True, however I referred to the actual content of the IP, such as the ripped assets, which is super common with fan works. And I’m fairly certain that would put something a risk of not being accepted as “parody”.
It should also be noted that No Mario’s Sky was DMCA’d over music tracks they recreated, but that were still the same almost note for note as existing Mario tracks, so despite being a parody was still hit, and still ran into trademark issues as well.
Like with the Rachet ‘n’ Clank Unreal Tutorials series on how to build your own Rachet ‘n’ clank game mechanics for your game which those game mechanics may be protected under patent laws since its a very popular game. Patents protect the game mechanics and ideas in the game so other game developers cannot copy the game mechanics without getting into trouble with these companies, so its not just
only about copying the graphics., Copyright just protects only the presentation of those ideas since ideas cannot be copyrighted BUT this is where patents come in if the company has filed for them and if they are given the grant for the patent then they can stop anyone from
developing any clones or fan-made games which ,may be a violation of both patent and copyright law… So this makes it even HARDER, not easier for game developers to come up with their own original ideas and concepts for their games when all these companies are filing patents applications to try to stop others from stealing their ideas.
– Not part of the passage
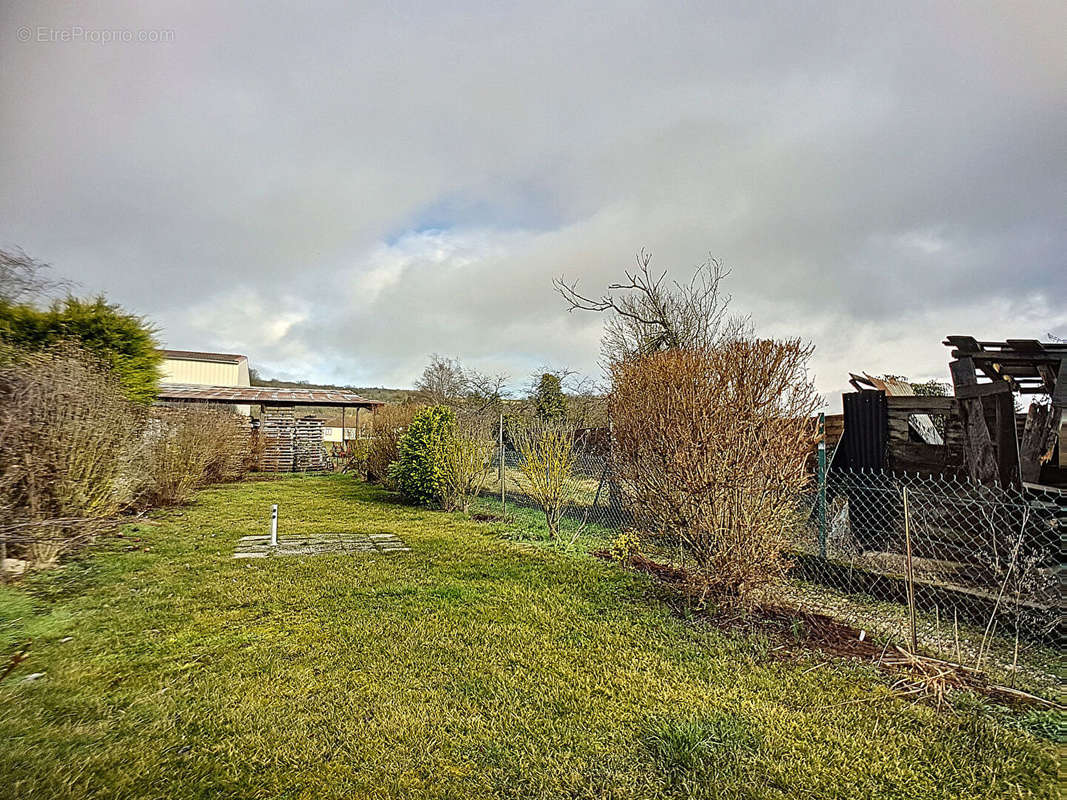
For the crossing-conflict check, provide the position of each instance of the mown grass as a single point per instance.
(473, 666)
Very few companies have patents on game mechanics nowadays, and the majority of those that do, did so back in the 80’s and many of those came about from arcade cabinet games. Patents are expensive and often convoluted to obtain, so most companies reserve their use for consoles and peripherals, rather than mechanics themselves.
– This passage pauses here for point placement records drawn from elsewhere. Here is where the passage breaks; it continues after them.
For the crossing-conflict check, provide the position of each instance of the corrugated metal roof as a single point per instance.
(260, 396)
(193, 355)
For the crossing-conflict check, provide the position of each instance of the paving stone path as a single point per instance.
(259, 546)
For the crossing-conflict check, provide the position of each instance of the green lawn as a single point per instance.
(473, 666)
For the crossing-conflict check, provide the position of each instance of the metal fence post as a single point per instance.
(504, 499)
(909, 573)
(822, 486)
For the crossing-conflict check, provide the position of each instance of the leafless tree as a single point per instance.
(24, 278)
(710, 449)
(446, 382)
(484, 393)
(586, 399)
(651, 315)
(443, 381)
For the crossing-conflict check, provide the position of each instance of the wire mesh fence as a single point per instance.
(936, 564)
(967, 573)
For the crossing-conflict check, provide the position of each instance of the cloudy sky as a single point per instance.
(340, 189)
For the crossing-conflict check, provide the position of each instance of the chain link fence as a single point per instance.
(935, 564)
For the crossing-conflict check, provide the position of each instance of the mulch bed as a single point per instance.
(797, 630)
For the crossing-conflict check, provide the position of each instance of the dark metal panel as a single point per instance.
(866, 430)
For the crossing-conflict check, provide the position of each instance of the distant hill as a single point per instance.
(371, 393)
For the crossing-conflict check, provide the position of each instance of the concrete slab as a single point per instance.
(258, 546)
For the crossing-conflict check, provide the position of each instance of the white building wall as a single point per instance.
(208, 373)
Game mechanics cannot be copyrighted or patented.
You can patent the hardware and copyright the game “presentation” as whole; but you cannot enforce a takedown on games that have the same mechanics as yours unless everything else such as assets are also the same.
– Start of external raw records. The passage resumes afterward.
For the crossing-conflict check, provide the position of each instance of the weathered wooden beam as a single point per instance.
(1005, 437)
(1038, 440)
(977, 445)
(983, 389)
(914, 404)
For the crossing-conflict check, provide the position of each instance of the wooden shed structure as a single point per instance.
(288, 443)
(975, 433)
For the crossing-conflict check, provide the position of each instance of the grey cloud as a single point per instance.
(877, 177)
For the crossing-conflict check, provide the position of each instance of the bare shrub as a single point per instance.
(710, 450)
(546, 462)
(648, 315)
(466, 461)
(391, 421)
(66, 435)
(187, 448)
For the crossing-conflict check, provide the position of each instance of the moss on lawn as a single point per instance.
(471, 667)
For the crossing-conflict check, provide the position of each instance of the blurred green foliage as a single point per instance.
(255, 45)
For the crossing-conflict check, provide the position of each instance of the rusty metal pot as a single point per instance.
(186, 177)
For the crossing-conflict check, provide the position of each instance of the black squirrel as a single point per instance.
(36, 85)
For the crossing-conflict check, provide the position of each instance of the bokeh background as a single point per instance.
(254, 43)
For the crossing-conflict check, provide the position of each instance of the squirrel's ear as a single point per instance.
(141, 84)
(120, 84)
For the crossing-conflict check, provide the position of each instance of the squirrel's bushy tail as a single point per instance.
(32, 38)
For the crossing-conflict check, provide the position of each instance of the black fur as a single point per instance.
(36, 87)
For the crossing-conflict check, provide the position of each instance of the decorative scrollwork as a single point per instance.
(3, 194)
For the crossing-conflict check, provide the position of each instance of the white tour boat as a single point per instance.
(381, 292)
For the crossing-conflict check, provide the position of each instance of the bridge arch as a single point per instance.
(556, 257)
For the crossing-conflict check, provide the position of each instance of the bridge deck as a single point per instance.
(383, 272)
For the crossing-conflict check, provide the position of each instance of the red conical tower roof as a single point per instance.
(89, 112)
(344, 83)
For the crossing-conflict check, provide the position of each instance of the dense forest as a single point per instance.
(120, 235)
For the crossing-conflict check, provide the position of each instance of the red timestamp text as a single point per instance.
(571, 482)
If you could do that, there would be only one FPS, one MMO, one RPG, one RTS and so on…
I think the reason why all the fan made games get into trouble with big companies like Nitendo is because its all over copyright and patent laws and possibly trade mark laws as well. is because patents offer a more broad level of protection than what copyright offers. That’s why the fan sites get told by Nitendo to shut down and to cease stealing their mechanics and ideas from out of their games. But the way I see it, that the more patents that get filed out to try to stop any cloning of any game idea or feature that is in a game, the more restrictive and limited the game creation will become for others. So there seems to be two levels of protection, The Patents which offer up to 20 years of protection against any copying of a new idea if companies go through the trouble to obtain them, and Copyrights which offer 95 years of
protection. So the way I see it, these companies have got everything all locked up tight as a drum.